“What would it take for you to walk away from your home?’ asks the Mayor of a Texas town dotted with natural gas fracking wells. For him, the breaking point was when his son suffered a series of severe nosebleeds. For others in Shattered Ground, the notion of home as haven was lost when drinking water was contaminated, when a well exploded in the middle of the night, and when, despite community protests, a corporation constructed yet another well.
Shattered Ground, narrated by David Suzuki, first aired on The Nature of Things in February. It provides a timely and accessible entry point to the world of hydraulic fracturing, briefly outlining the fracking process before focusing on four issues: well location, water quality, exploration, and well design.
While natural gas burns cleaner that other fuels, the extraction process is dirty. Among the people featured in the documentary – who range from a pioneer in fracking technology, to the executive of a fracking company, to a mother of four – there is consensus that measures need to be taken to rein in the gold rush mentality in the fracking industry. The proposed solutions differ widely. Some states have banned fracking outright, others are increasing regulation, while others continue full steam ahead.
Fracking is a front burner issue. On Newfoundland’s west coast, Shoal Point Energy Ltd. and Black Spruce Exploration aim to drill 12 exploration wells.
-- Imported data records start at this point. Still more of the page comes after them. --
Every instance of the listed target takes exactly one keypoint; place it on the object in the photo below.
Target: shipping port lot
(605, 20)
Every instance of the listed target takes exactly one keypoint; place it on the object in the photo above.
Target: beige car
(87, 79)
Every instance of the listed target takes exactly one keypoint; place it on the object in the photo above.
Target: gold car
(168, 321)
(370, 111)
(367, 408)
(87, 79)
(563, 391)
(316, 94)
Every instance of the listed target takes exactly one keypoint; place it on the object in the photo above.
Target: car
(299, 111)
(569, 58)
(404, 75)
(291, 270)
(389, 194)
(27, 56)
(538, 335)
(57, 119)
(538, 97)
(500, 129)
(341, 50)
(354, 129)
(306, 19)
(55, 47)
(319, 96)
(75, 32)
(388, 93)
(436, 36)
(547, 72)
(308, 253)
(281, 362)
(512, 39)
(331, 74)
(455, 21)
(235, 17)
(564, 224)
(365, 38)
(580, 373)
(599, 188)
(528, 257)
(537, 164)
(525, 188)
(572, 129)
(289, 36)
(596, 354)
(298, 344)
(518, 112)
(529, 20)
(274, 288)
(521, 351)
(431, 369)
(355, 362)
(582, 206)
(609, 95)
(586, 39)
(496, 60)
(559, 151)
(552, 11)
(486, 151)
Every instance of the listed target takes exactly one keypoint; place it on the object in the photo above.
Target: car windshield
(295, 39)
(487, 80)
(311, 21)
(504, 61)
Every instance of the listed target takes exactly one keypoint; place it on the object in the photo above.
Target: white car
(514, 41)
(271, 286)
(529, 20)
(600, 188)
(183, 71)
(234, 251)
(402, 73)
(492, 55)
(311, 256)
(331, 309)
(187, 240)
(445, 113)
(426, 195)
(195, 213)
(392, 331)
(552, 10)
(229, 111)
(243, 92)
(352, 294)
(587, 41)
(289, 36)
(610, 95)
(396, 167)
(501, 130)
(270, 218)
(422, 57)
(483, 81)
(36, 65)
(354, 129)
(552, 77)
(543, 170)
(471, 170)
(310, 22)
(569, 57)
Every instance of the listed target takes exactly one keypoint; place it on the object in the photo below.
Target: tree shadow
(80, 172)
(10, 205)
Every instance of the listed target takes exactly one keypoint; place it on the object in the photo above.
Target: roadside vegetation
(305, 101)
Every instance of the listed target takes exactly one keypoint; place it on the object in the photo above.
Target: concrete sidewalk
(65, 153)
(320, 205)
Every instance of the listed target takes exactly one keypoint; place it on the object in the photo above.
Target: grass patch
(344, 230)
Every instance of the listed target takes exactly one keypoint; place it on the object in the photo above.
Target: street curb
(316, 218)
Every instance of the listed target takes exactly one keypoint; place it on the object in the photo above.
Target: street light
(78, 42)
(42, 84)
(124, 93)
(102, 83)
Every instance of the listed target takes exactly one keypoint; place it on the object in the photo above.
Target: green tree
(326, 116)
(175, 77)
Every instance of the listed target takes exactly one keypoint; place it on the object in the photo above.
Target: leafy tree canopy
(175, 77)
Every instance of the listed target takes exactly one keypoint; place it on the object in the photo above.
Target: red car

Under community pressure, Cape Breton’s Inverness County council passed an anti-fracking by-law in May. And last month, 30 peaceful protestors were arrested in Kent County, New Brunswick for blocking road access to seismic testing operations.
On July 16, the St. John’s chapter of Cinema Politica is holding a free public screening of Shattered Ground, 7 p.m., Memorial University, Arts and Administration Building, Room 1046. All are invited to attend to learn about and discuss how fracking could affect Newfoundland and Labrador.